Hidup Firdaus namun berubah, dia bisa hidup mewah dibawah penjagaan Sharifa. Namun Firdaus akhirnya sadar bahwa dirinya ternyata juga dieksploitasi oleh Shafira sehingga dia memutuskan untuk bekerja sendiri saja dan menjadi pelacur yang sukses. Dia menyadari bahwa dengan uang yang diperoleh dia dapat menjadi seorang yang dielu-elukan di masyarakat dengan memberi sumbangan sosial. Firdaus juga untuk pertama kali sadar bahwa dengan uang dia dapat melakukan apa saja yang dia inginkan, dia bisa memilih makanan yang ia inginkan, memilih rumah yang dia sukai dan lain-lain. Walaupun dia telah menjadi pelacur kelas atas dan sering dielu-elukan di dalam masyarakat karena sumbangannya, dia tetap memendam rasa benci terhadap lelaki. Sampai pada batasnya saat seorang germo bernama Marzouk memeras Firdaus terus menerus sehingga terjadilah perkelahian yang menyebabkan pembunuhan germo tersebut oleh Firdaus.
Dari peristiwa itu Firdaus menemukan suatu perasaan yang baru dalam dirinya. Dia merasa sudah tidak takut pada kaum lelaki yang selama ini dipendamnya. Pembunuhan Marzouk tanpa disadari adalah sebuah manifestasi atas keberhasilan Firdaus untuk bangkit dan menaklukkan ketakutannya terhadap lelaki yang ada di dalam hatinya. Setelah kejadian ini, baru pertama kali di dalam hidupnya Firdaus merasakan bahwa dirinya bebas dari segala ketakutan. Pada saat ditangkap dan akan dihukum mati, Firdaus tetap tidak takut, malah dia menghadapinya dengan tegar. Dia menolak grasi yang akan diberikan presiden karena, dia merasa sudah dapat mengalahkan ketakutannya yang paling utama, sehingga dia tidaklah takut lagi terhadap yang lainnya termasuk kematian. Firdaus pada novel ini menunjukkan bahwa ambisinya untuk menjadi wanita yang terhormat dan independen tidak bisa ditekuk-lututkan walupun menggunakan kekerasan fisik dan pelecehan mental.
Kemudian buku acuan yang kedua adalah sebuah drama bernamakan Rumah Boneka karya Henrik Ibsen dengan tokoh utamanya Nora. Ia mengalami penekanan yang berbeda dibanding dengan yang dialami oleh Firdaus. Pada saat kecil Nora sangatlah dimanja oleh ayahnya, namun dia harus menurut perintah ayahnya.
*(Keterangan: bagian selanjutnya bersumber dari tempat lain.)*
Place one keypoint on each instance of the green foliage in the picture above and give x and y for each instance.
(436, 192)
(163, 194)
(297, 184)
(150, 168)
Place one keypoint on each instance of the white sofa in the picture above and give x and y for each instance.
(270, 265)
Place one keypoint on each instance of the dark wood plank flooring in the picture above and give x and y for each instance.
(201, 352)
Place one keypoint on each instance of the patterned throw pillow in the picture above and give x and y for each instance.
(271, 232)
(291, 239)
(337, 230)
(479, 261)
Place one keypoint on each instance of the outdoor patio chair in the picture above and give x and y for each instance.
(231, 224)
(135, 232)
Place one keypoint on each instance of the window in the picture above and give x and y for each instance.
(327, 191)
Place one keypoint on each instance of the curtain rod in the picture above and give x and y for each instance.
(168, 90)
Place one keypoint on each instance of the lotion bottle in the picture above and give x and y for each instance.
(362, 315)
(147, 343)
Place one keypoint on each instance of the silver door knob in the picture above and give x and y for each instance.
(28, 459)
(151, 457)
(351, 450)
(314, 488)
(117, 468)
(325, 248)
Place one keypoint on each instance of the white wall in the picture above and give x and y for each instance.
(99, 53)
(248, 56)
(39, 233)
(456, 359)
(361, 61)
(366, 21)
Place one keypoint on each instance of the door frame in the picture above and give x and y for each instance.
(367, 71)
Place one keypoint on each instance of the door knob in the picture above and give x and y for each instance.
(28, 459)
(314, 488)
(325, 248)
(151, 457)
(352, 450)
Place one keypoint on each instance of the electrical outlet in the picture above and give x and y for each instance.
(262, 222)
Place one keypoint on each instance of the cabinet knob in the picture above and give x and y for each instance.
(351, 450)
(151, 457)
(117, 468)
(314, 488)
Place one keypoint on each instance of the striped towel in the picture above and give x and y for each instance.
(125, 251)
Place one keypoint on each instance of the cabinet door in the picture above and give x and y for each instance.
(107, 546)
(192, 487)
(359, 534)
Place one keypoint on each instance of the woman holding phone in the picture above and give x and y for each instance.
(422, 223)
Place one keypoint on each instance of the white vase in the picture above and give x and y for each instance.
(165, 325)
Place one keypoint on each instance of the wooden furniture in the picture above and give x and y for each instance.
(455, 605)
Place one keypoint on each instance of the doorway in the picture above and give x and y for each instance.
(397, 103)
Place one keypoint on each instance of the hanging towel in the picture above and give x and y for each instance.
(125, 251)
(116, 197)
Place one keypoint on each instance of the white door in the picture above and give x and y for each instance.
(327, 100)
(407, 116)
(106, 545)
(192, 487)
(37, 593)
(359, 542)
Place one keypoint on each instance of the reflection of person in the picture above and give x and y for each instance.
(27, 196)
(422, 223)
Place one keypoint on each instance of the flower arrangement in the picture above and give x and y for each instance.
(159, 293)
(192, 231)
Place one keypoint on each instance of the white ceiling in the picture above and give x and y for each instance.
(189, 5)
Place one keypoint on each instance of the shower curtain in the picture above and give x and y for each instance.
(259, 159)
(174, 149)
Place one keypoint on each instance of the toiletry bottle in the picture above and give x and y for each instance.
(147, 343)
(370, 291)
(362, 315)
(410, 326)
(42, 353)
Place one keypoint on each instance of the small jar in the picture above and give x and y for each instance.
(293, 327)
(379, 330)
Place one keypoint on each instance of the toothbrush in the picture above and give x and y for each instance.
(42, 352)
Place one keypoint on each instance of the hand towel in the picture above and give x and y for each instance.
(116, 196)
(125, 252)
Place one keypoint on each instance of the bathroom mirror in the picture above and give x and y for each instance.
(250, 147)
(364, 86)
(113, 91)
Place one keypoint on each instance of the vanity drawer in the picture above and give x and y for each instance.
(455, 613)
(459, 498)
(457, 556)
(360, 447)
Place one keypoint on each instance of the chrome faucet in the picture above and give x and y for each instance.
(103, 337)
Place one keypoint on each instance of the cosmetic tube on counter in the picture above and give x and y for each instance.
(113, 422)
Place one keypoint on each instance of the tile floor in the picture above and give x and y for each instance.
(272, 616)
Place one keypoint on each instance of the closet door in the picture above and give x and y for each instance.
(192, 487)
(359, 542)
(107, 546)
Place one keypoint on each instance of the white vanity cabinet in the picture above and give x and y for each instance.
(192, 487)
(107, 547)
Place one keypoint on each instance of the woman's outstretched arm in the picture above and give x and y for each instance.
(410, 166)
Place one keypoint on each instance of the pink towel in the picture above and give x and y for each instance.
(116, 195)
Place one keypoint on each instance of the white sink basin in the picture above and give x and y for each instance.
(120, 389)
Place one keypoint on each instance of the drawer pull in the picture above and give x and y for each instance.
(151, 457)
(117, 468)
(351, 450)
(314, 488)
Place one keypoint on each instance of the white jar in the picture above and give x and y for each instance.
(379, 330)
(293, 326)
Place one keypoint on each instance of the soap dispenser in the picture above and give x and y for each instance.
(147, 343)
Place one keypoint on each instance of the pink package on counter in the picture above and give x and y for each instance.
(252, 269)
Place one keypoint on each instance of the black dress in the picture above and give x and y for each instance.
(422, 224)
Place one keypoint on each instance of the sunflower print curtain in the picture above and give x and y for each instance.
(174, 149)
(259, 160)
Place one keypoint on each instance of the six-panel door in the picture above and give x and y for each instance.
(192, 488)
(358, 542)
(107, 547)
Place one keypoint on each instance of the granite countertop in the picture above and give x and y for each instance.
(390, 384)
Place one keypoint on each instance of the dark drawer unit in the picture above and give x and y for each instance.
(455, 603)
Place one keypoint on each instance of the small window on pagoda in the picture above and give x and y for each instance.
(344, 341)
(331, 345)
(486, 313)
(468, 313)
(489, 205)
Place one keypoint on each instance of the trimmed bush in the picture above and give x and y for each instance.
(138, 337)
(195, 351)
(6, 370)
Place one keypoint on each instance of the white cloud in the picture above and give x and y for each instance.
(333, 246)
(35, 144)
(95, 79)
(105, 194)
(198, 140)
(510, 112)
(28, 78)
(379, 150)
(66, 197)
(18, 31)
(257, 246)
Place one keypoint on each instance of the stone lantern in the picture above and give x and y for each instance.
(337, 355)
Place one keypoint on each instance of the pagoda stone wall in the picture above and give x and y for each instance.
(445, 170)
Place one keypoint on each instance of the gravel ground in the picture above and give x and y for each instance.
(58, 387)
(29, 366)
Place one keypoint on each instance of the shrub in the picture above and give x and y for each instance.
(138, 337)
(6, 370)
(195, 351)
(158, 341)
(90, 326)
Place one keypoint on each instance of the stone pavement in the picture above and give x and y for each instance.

Dia tidak mempunyai pilihan, melainkan harus mengikuti kemauan ayahnya dan dia tak boleh berbuat lain dari keinginan ayahnya. Hal ini dilakukan ayahnya untuk mempersiapkan Nora agar menjadi anak yang terpuji, sehingga nanti dapat menjadi kebanggan keluarganya, khususnya ayahnya. Memang Nora tumbuh menjadi anak yang patuh dan tidak pernah membantah pada kemauan ayahnya. Akibatnya tak mungkin lagi Nora dapat melakukan keinginan-keinginannya pada masa kecilnya karena ayahnya menguasai kehidupannya semasa kecil.
Tentu saja maksud ayahnya memperlakukan Nora seperti itu adalah supaya Nora menjadi wanita yang santun dan menarik sehingga kelak mendapatkan suami yang baik pula. Namun, hal itu memberi kesan bahwa Nora tidak mendapatkan masa kecil yang bahagia. Bahkan Nora merasa bahwa dirinya hanyalah boneka ayahnya yang mengikuti gerak dan irama menurut selera ayahnya. Nora kemudian dijodohkan dengan seorang lelaki yang bernama Torvald Helmer. Pada awalnya Torvald memang terlihat sebagai seorang suami yang ideal dan bertanggung jawab terhadap keluarganya. Dia juga seseorang yang berkedudukan tinggi yaitu sebagai seorang manajer bank. Tentu saja lelaki seperti itu adalah lelaki yang sangat didambakan oleh seorang perempuan, lebih lagi oleh ayahnya.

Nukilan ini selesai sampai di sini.